El bar no estaba mal. Era de temática deportiva, pero no demasiado agresivo. Había muchas mesas altas, para los que querían estar de pie en grupo, y taburetes para quien prefiriera sentarse. Los ventanales daban a una calle falsa. Holiday se sentó en la barra y dejó el tabaco y las cerillas en la superficie de mármol, fría al tacto. Una ventaja de Virginia: todavía se podía fumar en los bares.
—¿Qué le pongo? —preguntó la camarera, una rubia escotada.
—Absolut con hielo.
Holiday se fumó un Marlboro. Entre los clientes, básicamente hombres, abundaban las perillas, los pantalones Kenneth Cole Reaction, los zapatos de cordones Banana Republic y las camisas de golf para los que se habían tomado la tarde libre. Las mujeres iban igualmente pulcras y sosas. Holiday, con su traje Hugo Boss de confección y la camisa blanca, parecía un hombre de negocios del lado del euro, algo más en la onda que aquel puñado de pringados.
Entabló conversación con un joven representante, y se invitaron mutuamente a un par de rondas. Cuando el representante subió a su habitación Holiday advirtió que ya había oscurecido. Pidió otra copa y se quedó mirando el vapor que subía de los cubitos de hielo. Estaba relajado. Se estaba hundiendo en el pozo habitual y todavía no tenía ningunas ganas de salir.

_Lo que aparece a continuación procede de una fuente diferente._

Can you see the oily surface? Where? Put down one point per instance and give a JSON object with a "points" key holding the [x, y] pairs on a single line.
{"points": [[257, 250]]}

Una atractiva pelirroja que ya no volvería a cumplir los treinta y cinco se sentó junto a él. Llevaba un traje ejecutivo de falda y chaqueta, de un tono verdoso que acentuaba el color de su pelo y el verde de sus ojos, unos ojos llenos de vida que presagiaban que sería una fiera en la cama. Holiday captó todo eso de un rápido vistazo. Se le daba bien.
Alzó el cigarrillo humeante entre los dedos.
—¿Te importa? —preguntó, enseñando en una sonrisa los dientes y las arrugas en torno a sus ojos azul hielo. La primera impresión era crucial.
—No si me invitas a uno.
—Hecho. —Holiday le ofreció el paquete, le encendió el cigarrillo y apagó de un soplo la cerilla—. Danny Holiday.